Et donc, surtout pour le tournage, elle portait des chaussures à talons hauts festives et un chemisier blanc. "Elle vous attendait tellement, préparée et très inquiète, vous ne pouvez même pas imaginer à quel point elle voulait que vous la preniez en vidéo!" - Le professeur de Lera me dit dans un murmure, et elle passe et l'embrasse doucement sur la joue.

– J'aime monter à cheval et m'en occuper, et quand je serai grand, je veux pouvoir les soigner. – La fille anguleuse et confuse nous cache de moins en moins les yeux à chaque minute – deux cerises brillantes – et il n'y a plus de défi et de tension dans ses yeux. Petit à petit, point par point, ils commencent à apparaître et la confiance, et la joie, et l'envie de partager davantage et au plus vite tout ce qu'elle sait faire. Et Lera dit qu'elle est engagée dans la danse et à l'école de musique, regarde des films et aime le hip-hop, montre ses nombreux métiers, diplômes et dessins, se souvient comment elle a tourné un film dans un cercle spécial et comment elle a écrit le scénario - un émouvant histoire d'une fille dont la mère est décédée et lui a laissé un bracelet magique en souvenir.

La propre mère de Lera est vivante et reste en contact avec elle. Une autre caractéristique triste apparemment complètement illogique, mais omniprésente de la vie des adolescents orphelins - la plupart d'entre eux ont des parents vivants. Qui communiquent avec eux et qui, pour diverses raisons, trouvent plus facile quand ces enfants ne vivent pas avec eux, mais dans des orphelinats.

- Pourquoi tu ne veux pas aller dans des foyers d'accueil? – Je demande à Leroux après qu'elle s'est complètement ouverte, a jeté les écailles de son isolement et s'est avérée être une simple girl-friendly, drôle et même un peu combative.

- Oui, parce que beaucoup d'entre nous ont des parents - - elle agite sa main en réponse, en quelque sorte condamnée. «Voilà ma mère. Elle n'arrêtait pas de me promettre de m'emmener, et j'ai continué à croire et à croire. Et maintenant c'est tout! Eh bien, combien puis-je faire ?! Je lui ai dit l'autre jour: soit tu me ramènes à la maison, soit je chercherai une famille d'accueil.

Alors Lera était devant notre caméra vidéo.

Les adolescents des orphelinats sont souvent appelés la génération manquante: mauvaise génétique, parents alcooliques, etc. Des centaines d'articles. Bouquets de stéréotypes formés. Même de nombreux enseignants d'orphelinats nous demandent sincèrement pourquoi nous filmons des adolescents en vidéo. Après tout, avec eux « si difficile »…
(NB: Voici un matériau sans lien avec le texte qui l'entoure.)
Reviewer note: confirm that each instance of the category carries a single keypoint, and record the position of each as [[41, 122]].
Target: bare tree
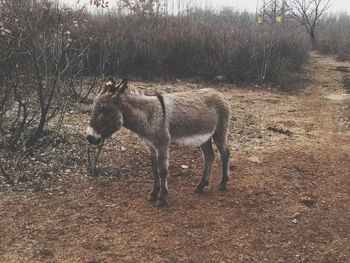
[[308, 13], [141, 8]]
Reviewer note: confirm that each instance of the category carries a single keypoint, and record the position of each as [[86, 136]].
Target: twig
[[6, 176], [92, 165]]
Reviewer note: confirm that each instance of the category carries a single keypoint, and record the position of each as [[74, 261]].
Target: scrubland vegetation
[[52, 57]]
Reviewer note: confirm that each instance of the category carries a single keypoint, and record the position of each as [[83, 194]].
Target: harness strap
[[161, 100]]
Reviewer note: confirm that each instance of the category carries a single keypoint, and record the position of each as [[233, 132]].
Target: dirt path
[[288, 199]]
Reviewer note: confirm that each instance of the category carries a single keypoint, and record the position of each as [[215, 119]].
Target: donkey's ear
[[110, 86], [122, 86]]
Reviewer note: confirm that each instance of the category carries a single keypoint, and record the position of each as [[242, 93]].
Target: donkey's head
[[106, 118]]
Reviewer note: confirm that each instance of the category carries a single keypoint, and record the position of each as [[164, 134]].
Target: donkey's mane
[[135, 91]]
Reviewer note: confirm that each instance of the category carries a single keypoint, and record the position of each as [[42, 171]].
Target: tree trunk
[[313, 38]]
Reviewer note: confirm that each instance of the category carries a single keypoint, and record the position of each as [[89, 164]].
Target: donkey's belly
[[193, 140]]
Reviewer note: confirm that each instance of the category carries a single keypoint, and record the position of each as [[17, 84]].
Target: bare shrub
[[42, 50], [334, 35], [200, 43]]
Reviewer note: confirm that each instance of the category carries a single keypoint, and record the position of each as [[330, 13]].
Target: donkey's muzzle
[[93, 140]]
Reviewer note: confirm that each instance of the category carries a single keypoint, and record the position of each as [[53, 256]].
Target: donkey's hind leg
[[208, 157], [156, 187], [221, 142], [163, 155]]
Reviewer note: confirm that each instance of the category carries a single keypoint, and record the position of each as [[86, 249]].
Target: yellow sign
[[278, 19]]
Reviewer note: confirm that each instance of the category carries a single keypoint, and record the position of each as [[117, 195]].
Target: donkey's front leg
[[163, 156], [156, 186]]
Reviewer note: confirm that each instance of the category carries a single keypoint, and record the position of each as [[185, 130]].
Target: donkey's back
[[193, 117]]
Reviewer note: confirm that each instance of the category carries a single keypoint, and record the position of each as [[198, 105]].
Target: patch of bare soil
[[288, 200]]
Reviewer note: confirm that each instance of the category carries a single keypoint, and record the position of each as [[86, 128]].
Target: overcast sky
[[249, 5]]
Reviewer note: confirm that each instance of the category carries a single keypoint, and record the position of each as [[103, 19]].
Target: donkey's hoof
[[199, 190], [152, 197], [200, 187], [222, 187], [162, 201]]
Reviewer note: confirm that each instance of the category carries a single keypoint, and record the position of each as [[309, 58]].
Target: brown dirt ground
[[288, 200]]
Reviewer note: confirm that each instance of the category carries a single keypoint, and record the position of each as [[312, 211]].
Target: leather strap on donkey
[[161, 100]]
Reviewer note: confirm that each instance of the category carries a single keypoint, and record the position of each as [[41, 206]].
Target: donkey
[[192, 118]]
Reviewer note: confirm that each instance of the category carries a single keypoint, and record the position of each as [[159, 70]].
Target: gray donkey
[[190, 118]]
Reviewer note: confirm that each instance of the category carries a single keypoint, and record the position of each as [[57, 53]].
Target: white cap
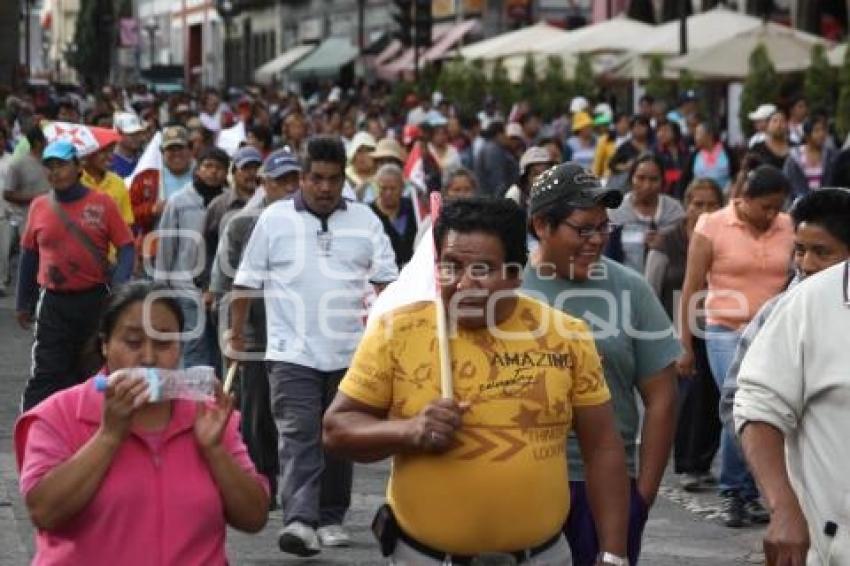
[[127, 123], [763, 112], [579, 104], [335, 95], [514, 130]]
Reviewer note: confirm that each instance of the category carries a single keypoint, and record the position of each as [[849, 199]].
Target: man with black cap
[[634, 336], [181, 253]]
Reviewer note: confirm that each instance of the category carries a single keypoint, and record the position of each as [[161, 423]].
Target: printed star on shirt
[[526, 418]]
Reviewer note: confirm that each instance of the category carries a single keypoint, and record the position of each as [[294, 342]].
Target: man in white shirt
[[791, 413], [314, 257]]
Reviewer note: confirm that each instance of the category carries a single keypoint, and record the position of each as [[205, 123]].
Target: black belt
[[461, 559]]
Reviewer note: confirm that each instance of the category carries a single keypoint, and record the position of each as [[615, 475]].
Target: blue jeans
[[735, 478], [201, 350]]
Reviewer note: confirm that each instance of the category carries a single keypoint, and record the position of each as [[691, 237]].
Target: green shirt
[[633, 335]]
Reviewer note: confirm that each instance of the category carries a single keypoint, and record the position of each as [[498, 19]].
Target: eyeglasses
[[586, 232]]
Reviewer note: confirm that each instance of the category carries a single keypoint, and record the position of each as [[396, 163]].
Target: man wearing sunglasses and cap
[[635, 339]]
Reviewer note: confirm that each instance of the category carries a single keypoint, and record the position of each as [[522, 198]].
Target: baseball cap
[[62, 150], [127, 123], [388, 148], [279, 163], [360, 140], [763, 112], [435, 119], [245, 155], [764, 178], [573, 185], [533, 155], [174, 136]]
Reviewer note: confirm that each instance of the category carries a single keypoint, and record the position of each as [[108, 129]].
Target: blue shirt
[[633, 335]]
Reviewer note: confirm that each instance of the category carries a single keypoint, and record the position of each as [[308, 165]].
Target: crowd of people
[[652, 282]]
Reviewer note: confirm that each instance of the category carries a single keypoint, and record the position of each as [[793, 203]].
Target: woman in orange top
[[743, 252]]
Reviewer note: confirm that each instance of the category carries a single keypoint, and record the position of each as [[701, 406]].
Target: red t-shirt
[[64, 263]]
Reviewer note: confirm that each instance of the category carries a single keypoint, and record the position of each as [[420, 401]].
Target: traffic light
[[423, 21], [403, 16]]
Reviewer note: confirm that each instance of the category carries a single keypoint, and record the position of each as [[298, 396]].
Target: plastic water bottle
[[192, 384]]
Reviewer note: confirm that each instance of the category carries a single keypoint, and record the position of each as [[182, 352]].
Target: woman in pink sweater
[[110, 478]]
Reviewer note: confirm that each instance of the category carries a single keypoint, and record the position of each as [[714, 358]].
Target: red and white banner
[[87, 139]]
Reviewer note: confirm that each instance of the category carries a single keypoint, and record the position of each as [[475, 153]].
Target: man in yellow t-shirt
[[98, 177], [485, 471]]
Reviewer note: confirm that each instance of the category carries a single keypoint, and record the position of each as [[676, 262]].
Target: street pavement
[[682, 530]]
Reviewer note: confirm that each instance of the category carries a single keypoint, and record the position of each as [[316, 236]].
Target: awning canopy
[[326, 60], [445, 37], [704, 30], [266, 73], [789, 50], [514, 42]]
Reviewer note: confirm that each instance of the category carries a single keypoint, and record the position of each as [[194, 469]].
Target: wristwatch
[[610, 559]]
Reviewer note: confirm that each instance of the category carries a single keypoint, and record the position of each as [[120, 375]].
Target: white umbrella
[[789, 50]]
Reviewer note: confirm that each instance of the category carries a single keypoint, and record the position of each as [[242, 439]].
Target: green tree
[[842, 113], [584, 83], [94, 39], [656, 86], [819, 83], [760, 87], [500, 86]]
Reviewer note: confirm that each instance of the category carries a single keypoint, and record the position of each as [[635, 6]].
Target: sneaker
[[299, 539], [690, 482], [733, 515], [333, 535], [756, 512]]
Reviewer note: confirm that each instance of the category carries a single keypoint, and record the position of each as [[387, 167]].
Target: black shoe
[[756, 512], [733, 515]]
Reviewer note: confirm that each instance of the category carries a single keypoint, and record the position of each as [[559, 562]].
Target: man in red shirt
[[64, 251]]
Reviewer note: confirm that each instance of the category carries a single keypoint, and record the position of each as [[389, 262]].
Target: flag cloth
[[87, 139]]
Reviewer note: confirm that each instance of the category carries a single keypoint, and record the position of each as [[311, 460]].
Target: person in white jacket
[[791, 414]]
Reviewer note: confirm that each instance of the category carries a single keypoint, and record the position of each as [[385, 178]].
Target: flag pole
[[446, 381]]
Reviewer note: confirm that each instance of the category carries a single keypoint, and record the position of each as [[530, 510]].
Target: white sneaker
[[299, 539], [333, 535]]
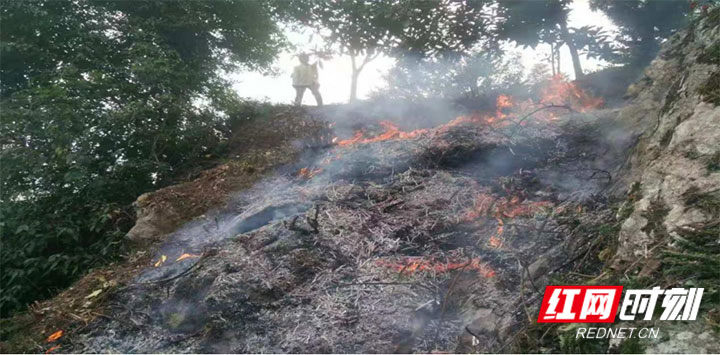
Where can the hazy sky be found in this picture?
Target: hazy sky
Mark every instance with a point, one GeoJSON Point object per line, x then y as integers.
{"type": "Point", "coordinates": [335, 74]}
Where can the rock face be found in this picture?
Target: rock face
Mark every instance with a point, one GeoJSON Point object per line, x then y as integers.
{"type": "Point", "coordinates": [675, 115]}
{"type": "Point", "coordinates": [673, 176]}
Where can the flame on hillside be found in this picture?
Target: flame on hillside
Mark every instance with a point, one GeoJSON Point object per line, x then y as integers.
{"type": "Point", "coordinates": [558, 92]}
{"type": "Point", "coordinates": [486, 205]}
{"type": "Point", "coordinates": [411, 265]}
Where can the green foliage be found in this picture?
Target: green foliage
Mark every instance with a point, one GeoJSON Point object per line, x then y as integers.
{"type": "Point", "coordinates": [405, 29]}
{"type": "Point", "coordinates": [473, 76]}
{"type": "Point", "coordinates": [643, 25]}
{"type": "Point", "coordinates": [101, 101]}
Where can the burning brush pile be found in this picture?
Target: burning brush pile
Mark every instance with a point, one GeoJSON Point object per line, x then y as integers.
{"type": "Point", "coordinates": [386, 241]}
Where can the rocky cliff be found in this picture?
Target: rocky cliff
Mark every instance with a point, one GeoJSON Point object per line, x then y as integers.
{"type": "Point", "coordinates": [672, 232]}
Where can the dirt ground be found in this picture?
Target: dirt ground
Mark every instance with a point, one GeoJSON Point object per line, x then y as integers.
{"type": "Point", "coordinates": [389, 243]}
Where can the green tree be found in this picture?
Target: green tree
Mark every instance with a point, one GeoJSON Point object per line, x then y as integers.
{"type": "Point", "coordinates": [364, 29]}
{"type": "Point", "coordinates": [100, 103]}
{"type": "Point", "coordinates": [529, 23]}
{"type": "Point", "coordinates": [643, 25]}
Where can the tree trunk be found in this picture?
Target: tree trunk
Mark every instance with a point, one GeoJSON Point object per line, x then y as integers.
{"type": "Point", "coordinates": [353, 85]}
{"type": "Point", "coordinates": [369, 56]}
{"type": "Point", "coordinates": [552, 58]}
{"type": "Point", "coordinates": [573, 50]}
{"type": "Point", "coordinates": [354, 76]}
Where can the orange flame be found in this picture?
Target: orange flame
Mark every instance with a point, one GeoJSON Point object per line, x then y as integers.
{"type": "Point", "coordinates": [55, 336]}
{"type": "Point", "coordinates": [187, 256]}
{"type": "Point", "coordinates": [308, 173]}
{"type": "Point", "coordinates": [412, 264]}
{"type": "Point", "coordinates": [558, 91]}
{"type": "Point", "coordinates": [161, 261]}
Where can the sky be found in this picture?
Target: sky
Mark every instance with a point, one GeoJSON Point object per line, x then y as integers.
{"type": "Point", "coordinates": [335, 72]}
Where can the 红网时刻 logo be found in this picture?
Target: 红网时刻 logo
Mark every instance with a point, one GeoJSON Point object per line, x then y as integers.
{"type": "Point", "coordinates": [599, 304]}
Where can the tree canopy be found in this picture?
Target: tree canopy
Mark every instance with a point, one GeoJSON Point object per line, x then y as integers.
{"type": "Point", "coordinates": [99, 104]}
{"type": "Point", "coordinates": [643, 25]}
{"type": "Point", "coordinates": [364, 29]}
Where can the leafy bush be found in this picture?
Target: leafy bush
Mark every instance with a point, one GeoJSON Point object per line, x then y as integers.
{"type": "Point", "coordinates": [101, 102]}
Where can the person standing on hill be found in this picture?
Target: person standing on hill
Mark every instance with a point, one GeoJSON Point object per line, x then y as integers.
{"type": "Point", "coordinates": [305, 76]}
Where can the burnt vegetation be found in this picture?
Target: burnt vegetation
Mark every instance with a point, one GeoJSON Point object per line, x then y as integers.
{"type": "Point", "coordinates": [427, 218]}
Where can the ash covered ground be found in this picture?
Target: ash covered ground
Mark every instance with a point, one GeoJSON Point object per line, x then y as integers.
{"type": "Point", "coordinates": [386, 239]}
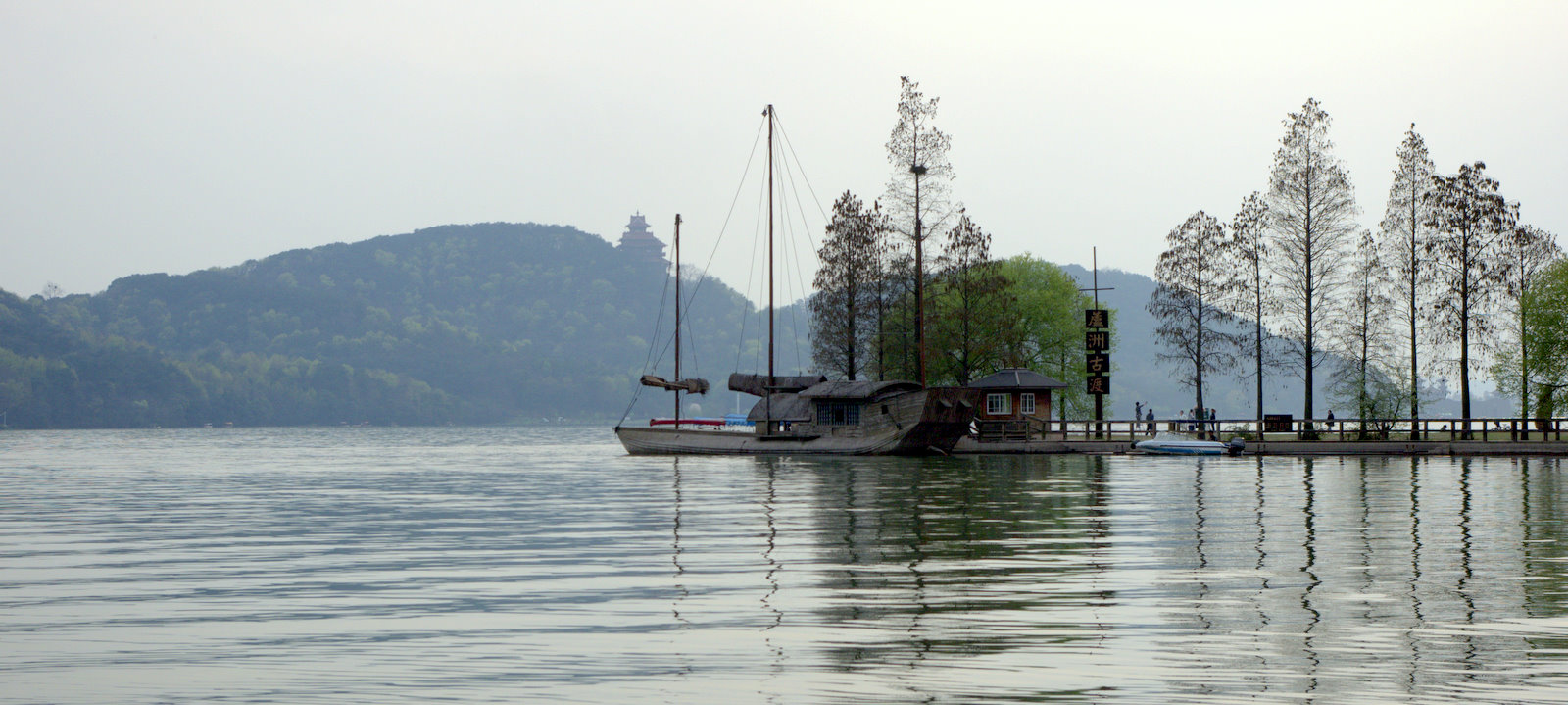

Ce n'est vraiment pas facile avec eux. Le caractère établi, la profondeur des souvenirs douloureux, leur «je veux - je ne veux pas», «je vais - je ne veux pas» et déjà très adulte, sans nœuds roses et lapins en chocolat, une vision de la vie. Oui, nous connaissons des exemples de familles d'accueil réussies avec des adolescents. Mais comment attirer davantage l'attention sur des milliers d'enfants adultes issus d'orphelinats? Nous, à la fondation, pour être honnête, ne connaissons pas encore la fin.

Mais nous savons avec certitude qu'une des façons de travailler est de dire que ces enfants SONT LÀ, et au moins de dessiner leurs portraits vidéo avec des traits fins et aériens, et de leur donner l'occasion de parler d'eux et de partager leurs rêves et aspirations.

Et pourtant, après avoir filmé plusieurs milliers d'adolescents dans des orphelinats à travers la Russie, nous savons une chose de plus avec certitude: TOUS ces enfants désespérément, au point de souffrir des poings fermés, aux larmes qu'ils avalent, vont dans leurs chambres, veulent vivre dans leurs propres familles.

Et Lera, 14 ans, qui nous regarde avec un défi, puis avec espoir, veut vraiment être une famille. Et nous voulons vraiment l'aider à le trouver. Et donc nous le montrons au videoanket.